Babbling for Jesus: Speaking Truth to Highly Intelligent People
June 7, 1998
I’d like to begin by telling you about a new mission statement that has just been approved by the elders of the church. Several months ago the pastoral staff and the elders began working together to write a new mission statement for our church. Although we’ve done this several times in the past, we felt that a new statement would help us focus all our ministries in the same direction. After considering various suggestions, the elders approved the following statement last Tuesday night: Helping people in our community and around the world discover the life-changing power of a personal relationship with Jesus Christ.
Although that statement is only 21 words long, it encompasses the entire work of the church. Everything we do as a congregation can be found in that one sentence—worship, fellowship, teaching, evangelism, discipleship, spiritual growth, and world missions. I like it because it focuses on the central work of the church: Life-transformation. We’re here because we believe Jesus Christ can radically change human lives today. That’s our testimony as a congregation and it’s also our testimony as individuals. We not only believe in life-change through the gospel, we have experienced it ourselves.
That leads me to ask two pertinent questions:
A) Has your life been changed by Jesus Christ?
B) Have you ever helped anyone else find a personal relationship with Jesus Christ?
Until you can answer yes to the first, you can never answer yes to the second. Only someone whose life has been changed has something to share with another person. You can’t share what you haven’t experienced.
Three Key Principles
As we think about the work of evangelism, there are three principles we need to keep in mind:
1) The gospel is the most powerful force in the world. Romans 1:16 tells us that the gospel is the power of God for salvation. The Greek word for power is dunamis, from which we get the English word dynamite. The gospel is God’s dynamic power for saving sinners. It is far greater than military power, political power, economic power, or financial power.
2) Our job is to make the gospel clear. This is the heart of evangelism—telling the good news about Jesus in a way that is simple, clear, and easily understood.
3) Only the Holy Spirit can bring people to Jesus. Our work is telling the story, his work is drawing people to the Savior. If we do our part, he will certainly do his. Sometimes we get anxious and try to do his work as well. When that happens, we end up sounding like one of those fellows trying to sell encyclopedias door to door. We come across as desperate to “close the deal.” Sometimes we talk about winning people to Christ, by which we mean leading them to a place of personal decision.

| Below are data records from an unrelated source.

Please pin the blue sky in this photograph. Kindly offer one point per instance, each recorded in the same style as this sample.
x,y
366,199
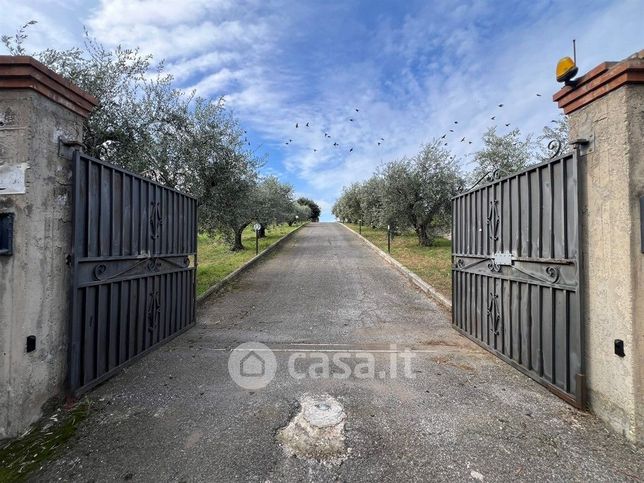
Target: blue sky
x,y
412,68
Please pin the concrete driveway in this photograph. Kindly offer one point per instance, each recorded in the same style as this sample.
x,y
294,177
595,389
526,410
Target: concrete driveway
x,y
177,414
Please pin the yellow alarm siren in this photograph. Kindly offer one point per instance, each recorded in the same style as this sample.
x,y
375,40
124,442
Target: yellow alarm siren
x,y
567,67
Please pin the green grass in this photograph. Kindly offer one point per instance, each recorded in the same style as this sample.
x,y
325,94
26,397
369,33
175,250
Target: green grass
x,y
432,264
215,260
23,455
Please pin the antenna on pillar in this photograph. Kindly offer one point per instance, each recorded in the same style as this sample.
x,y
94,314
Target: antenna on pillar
x,y
574,51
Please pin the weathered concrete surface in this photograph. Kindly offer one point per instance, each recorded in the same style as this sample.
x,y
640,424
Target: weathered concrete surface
x,y
34,281
176,415
612,180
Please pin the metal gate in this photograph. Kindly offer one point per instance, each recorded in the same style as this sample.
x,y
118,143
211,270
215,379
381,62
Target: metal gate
x,y
515,273
134,262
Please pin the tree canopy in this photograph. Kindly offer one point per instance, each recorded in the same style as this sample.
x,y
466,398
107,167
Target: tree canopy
x,y
191,143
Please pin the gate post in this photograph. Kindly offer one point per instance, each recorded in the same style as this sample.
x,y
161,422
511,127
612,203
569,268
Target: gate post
x,y
38,108
605,109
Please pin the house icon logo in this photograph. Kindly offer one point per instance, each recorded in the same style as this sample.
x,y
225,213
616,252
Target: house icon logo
x,y
252,365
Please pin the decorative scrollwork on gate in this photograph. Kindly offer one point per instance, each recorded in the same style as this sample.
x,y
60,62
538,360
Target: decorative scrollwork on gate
x,y
154,310
493,220
554,146
493,266
153,265
156,220
493,313
99,270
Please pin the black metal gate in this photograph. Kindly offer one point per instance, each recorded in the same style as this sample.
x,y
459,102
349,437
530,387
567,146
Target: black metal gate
x,y
515,273
134,265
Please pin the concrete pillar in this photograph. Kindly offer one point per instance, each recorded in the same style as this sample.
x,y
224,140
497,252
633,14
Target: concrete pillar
x,y
37,108
606,108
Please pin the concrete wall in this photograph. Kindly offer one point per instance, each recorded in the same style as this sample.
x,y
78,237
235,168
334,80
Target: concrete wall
x,y
612,179
35,281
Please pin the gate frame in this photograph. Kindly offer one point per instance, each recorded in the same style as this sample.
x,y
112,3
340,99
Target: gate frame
x,y
73,350
580,399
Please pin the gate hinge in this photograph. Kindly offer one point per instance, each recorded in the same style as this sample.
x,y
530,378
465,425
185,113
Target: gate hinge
x,y
583,145
66,147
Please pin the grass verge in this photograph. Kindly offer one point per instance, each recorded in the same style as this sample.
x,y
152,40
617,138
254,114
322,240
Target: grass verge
x,y
432,264
216,260
22,456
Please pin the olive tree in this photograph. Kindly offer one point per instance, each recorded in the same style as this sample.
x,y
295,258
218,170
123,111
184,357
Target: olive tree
x,y
506,153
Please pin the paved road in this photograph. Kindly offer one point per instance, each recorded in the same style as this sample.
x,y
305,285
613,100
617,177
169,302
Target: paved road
x,y
177,415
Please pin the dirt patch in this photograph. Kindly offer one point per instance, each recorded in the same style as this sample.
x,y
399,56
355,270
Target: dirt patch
x,y
445,359
317,430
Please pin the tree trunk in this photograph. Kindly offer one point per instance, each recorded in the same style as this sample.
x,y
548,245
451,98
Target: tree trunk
x,y
424,239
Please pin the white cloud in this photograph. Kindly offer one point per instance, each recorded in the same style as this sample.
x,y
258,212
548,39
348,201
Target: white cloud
x,y
411,76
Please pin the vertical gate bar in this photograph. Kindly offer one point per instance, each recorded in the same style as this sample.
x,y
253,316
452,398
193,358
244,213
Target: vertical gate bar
x,y
540,353
529,329
453,243
508,310
510,233
519,219
519,322
552,209
553,330
110,191
580,296
124,303
564,198
100,210
540,212
567,341
73,355
89,205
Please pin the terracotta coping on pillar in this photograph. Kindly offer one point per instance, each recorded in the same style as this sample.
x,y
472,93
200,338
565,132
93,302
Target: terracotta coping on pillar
x,y
23,72
601,80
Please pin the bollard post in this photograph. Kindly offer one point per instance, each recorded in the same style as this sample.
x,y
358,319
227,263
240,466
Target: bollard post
x,y
257,227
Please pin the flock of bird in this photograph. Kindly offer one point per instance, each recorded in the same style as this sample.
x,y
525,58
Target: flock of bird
x,y
327,136
380,141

The term is biblical (see Proverbs 11:30), but it can be misleading. We don’t “win” people to Christ literally. Only the Holy Spirit can do that. Our part is to be faithful in sharing Christ with others.
Smart People Need Jesus Too
Today we’re looking at a very particular question that might be called a subdivision of the larger area of evangelism. In our text we have the story of Paul in Athens preaching the gospel to Epicurean and Stoic philosophers. It’s a most unusual situation that raises an important question: How do you share Christ with highly intelligent people? The question is important because most of us live in a world surrounded by people who are at least as smart as we are—and sometimes much smarter. Certainly most of us live with and work around people with college degrees, graduate degrees, and various professional degrees. And we all know people who have attained success in life and arrived at positions of some influence in the world.
How do you share the gospel with highly intelligent, well-educated, successful people? It’s not easy in most cases. There are several reasons for this:
1) Highly intelligent people often feel no need for Jesus. Their own attainments have made them feel as if they are above that or beyond it. Sometimes they simply ignore us when we try to share Christ and sometimes they respond with ridicule. In a few cases, they are so arrogant that they are offended at the very suggestion that they need a Savior.
2) We often feel intimidated by such people. Sometimes we fall into the trap of thinking that if a person has a lot of letters after his name—B.A., B.S., M.A., M.S., Ph.D., Th.D., M.D., J.D., D.D.S.—he must be unusually smart. Take it from someone who knows, letters after your name don’t necessarily correlate with intelligence. But our culture trains us to respect those letters so we may think such people don’t need the Lord (and therefore we ignore them) or we may fear rejection (and still end up ignoring them).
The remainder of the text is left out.